Much has been made about her wardrobe and accessories — carefully chosen, as is everything about a Capital-A-list celebrity who has spent much of her life in front of the cameras — which conveyed a sort of stealthy-wealthy insouciance. But let’s not forget another way in which we consumers (and celebrities in particular) communicate with one another: our bottled water.During at least two days of the trial, which ended Thursday with a judgment in Paltrow’s favor, the actress toted a half-liter green glass bottle from which she took fortifying swigs. At first squint, you might have thought it was Perrier, the OG of status-symbol bottled water. Or Pellegrino, perhaps — an Italian brand that also would look at home on the white-linen tablecloths of power-lunchers doing multi-zero deals.

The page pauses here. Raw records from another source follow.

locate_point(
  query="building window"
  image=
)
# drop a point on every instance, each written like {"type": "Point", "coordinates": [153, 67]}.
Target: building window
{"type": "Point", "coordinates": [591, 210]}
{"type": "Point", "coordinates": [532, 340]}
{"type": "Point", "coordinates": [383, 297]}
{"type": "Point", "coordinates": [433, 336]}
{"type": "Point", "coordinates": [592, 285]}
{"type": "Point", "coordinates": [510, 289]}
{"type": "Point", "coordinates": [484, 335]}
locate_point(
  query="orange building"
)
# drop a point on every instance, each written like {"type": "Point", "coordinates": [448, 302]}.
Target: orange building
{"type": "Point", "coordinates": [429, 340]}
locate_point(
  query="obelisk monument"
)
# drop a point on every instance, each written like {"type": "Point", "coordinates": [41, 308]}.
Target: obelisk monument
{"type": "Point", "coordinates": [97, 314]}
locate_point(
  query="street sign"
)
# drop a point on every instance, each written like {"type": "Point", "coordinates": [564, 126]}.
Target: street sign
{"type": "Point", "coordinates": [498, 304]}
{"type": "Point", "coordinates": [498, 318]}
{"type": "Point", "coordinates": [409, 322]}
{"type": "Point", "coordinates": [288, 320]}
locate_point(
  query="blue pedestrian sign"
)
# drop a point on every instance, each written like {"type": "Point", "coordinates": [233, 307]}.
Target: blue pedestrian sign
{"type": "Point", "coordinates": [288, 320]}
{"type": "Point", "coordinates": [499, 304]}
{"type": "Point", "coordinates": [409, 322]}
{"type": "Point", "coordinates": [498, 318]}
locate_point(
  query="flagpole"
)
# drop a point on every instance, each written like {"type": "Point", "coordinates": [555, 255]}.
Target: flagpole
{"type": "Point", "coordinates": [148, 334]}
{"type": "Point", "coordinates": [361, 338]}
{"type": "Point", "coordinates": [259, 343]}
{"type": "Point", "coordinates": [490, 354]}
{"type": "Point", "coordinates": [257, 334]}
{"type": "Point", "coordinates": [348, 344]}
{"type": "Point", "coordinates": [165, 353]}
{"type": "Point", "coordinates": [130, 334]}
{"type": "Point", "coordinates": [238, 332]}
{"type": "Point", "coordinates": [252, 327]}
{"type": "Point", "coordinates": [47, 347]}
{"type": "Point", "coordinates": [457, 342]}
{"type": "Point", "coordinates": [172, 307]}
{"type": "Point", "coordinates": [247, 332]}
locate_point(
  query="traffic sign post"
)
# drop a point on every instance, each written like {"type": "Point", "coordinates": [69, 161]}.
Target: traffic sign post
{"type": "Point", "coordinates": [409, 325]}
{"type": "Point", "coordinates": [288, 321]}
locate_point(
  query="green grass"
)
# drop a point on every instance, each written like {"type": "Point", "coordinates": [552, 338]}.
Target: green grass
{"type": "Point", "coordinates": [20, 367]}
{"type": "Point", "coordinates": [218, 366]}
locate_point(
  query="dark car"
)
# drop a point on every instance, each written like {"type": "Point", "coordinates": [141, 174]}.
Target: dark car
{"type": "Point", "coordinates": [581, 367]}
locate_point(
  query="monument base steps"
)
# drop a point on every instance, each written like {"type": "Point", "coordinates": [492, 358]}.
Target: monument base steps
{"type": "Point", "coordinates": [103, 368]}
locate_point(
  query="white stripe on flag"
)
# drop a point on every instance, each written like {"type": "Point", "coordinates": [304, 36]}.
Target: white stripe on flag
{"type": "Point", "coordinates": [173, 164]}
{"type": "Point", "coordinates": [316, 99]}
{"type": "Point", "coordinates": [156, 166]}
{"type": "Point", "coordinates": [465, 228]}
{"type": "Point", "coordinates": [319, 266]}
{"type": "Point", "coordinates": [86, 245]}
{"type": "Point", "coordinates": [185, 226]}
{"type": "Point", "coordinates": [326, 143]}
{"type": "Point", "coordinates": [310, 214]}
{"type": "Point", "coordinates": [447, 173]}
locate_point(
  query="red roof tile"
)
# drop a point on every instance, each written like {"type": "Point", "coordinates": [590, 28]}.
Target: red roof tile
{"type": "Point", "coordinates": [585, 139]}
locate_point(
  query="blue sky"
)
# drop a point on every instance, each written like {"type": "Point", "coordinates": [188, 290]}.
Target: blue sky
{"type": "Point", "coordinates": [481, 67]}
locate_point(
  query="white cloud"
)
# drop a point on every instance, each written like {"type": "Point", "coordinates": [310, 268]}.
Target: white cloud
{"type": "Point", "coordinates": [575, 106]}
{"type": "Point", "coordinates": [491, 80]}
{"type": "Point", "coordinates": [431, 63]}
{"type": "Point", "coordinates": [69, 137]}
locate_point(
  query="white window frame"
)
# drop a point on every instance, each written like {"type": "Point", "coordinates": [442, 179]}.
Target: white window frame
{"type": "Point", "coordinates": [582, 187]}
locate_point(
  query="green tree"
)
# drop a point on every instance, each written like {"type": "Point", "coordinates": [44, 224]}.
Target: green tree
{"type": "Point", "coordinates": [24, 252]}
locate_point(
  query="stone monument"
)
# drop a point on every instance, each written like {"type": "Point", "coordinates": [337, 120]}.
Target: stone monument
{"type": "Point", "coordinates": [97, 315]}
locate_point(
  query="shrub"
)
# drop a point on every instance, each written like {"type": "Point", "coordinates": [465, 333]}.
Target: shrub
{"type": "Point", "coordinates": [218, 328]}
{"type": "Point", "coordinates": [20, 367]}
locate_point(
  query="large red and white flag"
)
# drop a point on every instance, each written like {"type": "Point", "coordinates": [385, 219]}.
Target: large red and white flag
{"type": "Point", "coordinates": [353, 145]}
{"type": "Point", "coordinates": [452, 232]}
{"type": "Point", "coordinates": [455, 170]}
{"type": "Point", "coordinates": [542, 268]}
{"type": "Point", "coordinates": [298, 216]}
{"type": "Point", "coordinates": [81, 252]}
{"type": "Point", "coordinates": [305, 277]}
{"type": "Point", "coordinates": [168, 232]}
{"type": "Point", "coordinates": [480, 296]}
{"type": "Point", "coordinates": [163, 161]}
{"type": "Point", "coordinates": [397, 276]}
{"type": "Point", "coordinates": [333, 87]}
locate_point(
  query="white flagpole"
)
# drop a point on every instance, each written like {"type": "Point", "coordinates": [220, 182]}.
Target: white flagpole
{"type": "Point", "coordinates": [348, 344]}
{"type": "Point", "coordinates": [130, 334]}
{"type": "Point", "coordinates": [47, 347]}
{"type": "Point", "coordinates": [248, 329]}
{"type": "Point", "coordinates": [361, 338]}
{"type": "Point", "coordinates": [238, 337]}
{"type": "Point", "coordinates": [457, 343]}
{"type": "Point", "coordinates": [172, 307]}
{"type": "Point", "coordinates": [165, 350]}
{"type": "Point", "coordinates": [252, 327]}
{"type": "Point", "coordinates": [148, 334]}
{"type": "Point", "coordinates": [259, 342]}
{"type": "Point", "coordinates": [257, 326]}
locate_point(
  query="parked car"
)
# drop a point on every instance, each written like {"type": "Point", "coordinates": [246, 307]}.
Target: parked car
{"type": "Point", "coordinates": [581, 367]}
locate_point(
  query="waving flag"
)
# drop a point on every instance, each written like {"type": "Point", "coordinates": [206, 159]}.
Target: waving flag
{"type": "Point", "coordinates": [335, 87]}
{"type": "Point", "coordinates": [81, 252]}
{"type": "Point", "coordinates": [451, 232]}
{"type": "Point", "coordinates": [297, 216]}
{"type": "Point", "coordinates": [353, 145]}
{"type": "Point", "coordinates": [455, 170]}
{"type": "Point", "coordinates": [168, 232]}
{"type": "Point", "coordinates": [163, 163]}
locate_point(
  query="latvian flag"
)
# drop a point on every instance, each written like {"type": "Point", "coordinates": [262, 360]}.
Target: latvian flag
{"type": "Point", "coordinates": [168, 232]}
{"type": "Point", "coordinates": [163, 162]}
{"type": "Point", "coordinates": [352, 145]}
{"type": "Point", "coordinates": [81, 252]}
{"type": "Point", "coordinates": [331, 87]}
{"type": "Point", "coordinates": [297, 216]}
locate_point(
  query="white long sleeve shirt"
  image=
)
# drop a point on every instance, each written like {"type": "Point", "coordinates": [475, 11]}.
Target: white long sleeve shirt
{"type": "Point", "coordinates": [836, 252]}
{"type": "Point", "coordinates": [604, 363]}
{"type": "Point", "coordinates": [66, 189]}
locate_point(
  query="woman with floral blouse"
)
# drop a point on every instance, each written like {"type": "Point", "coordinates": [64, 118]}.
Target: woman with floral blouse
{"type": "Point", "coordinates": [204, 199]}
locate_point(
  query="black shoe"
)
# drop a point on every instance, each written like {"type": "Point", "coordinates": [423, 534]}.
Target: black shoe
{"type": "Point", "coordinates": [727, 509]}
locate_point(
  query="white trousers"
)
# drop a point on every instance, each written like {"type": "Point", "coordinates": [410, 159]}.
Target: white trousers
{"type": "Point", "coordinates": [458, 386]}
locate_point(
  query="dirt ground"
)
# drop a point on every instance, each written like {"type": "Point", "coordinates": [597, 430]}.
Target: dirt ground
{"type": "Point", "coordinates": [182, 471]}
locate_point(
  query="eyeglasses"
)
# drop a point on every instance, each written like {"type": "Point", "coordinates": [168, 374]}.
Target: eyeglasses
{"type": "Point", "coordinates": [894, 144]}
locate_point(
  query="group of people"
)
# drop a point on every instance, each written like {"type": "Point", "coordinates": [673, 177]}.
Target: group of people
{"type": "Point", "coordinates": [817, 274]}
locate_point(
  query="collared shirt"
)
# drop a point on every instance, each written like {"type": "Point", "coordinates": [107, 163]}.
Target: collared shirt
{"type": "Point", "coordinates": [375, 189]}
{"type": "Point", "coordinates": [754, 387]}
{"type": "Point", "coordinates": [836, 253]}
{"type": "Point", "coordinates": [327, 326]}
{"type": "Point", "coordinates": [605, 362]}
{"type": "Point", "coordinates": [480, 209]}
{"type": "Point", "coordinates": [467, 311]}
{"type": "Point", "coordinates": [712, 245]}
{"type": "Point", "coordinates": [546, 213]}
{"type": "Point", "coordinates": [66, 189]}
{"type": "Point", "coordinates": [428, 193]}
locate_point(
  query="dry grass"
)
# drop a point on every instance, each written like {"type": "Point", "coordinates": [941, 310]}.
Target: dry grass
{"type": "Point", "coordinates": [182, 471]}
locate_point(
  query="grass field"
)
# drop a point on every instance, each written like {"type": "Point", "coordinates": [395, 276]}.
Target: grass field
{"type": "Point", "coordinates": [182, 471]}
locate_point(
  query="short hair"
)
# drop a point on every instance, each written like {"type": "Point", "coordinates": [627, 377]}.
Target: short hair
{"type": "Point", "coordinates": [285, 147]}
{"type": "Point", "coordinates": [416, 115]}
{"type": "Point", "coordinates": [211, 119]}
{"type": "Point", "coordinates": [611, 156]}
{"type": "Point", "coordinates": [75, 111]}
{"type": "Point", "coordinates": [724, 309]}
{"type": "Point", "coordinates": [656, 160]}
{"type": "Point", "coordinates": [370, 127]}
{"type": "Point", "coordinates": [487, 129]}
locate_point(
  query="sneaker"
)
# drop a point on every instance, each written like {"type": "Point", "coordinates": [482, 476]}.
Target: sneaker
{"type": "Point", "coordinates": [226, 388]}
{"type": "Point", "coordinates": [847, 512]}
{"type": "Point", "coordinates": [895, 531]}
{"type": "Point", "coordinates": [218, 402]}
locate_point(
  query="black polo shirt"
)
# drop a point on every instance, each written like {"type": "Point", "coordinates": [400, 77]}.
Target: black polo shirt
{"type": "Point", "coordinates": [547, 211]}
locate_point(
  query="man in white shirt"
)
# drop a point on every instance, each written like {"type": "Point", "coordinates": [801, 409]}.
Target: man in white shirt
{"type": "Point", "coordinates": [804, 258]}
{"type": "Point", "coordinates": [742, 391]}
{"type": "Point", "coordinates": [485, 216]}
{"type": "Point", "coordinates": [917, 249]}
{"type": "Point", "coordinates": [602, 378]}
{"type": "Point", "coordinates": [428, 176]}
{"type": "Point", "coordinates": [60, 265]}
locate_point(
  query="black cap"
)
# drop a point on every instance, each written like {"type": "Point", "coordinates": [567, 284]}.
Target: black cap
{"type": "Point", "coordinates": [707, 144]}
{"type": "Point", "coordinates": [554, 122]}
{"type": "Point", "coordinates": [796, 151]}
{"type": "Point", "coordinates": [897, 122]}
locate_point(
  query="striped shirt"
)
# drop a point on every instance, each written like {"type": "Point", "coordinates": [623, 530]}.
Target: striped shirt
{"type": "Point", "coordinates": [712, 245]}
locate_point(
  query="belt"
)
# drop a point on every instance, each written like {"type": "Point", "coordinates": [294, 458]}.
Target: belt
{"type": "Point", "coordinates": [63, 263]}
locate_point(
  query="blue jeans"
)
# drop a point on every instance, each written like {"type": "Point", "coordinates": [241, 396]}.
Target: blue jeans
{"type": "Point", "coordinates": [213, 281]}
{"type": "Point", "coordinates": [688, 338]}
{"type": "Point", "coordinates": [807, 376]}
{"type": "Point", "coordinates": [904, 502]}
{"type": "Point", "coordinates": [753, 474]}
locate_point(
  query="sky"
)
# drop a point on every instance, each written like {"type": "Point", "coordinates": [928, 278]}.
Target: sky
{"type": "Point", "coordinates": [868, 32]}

But it was, as some sharp-eyed viewers determined, a brand called the Mountain Valley, which has low-key claimed a spot among the aforementioned classics of the genre, as well as trendier brands, as a bottled water of choice for the rich and famous.


Mountain Valley also made a cameo in the hands of another one-percenter pop-culture figure this week: In the premiere of the HBO drama “Succession,” Siobhan “Shiv” Roy, one of the three scheming scions of a vast media fortune, is also shown drinking a bottle as she plots her next move.


The brand, an Arkansas-based company that’s been around since 1871, is accessible and rarefied — a balance that both Paltrow and the fictional Shiv Roy have had to navigate. As my colleague Ashley Fetters Maloy wrote in her excellent dissection of Paltrow’s sartorial choices, “She has simultaneously telegraphed two messages that very well could have been at odds: ‘Look, I’m just a mom who tried to take her teenagers on a nice ski vacation,’ and ‘Yes I am wealthy and famous, and I shan’t be wasting my time on this.’”


Mountain Valley is relatively affordable (you can pick up a liter for $3.19 at Safeway) but still telegraphs status. “I spent all my life intimidated by any H2O product that is packaged in a green glass bottle,” said a TikTok user named makeupartistatlaw who, inspired by Paltrow’s beverage, reviewed the brand. “I always assumed it was out of my league.”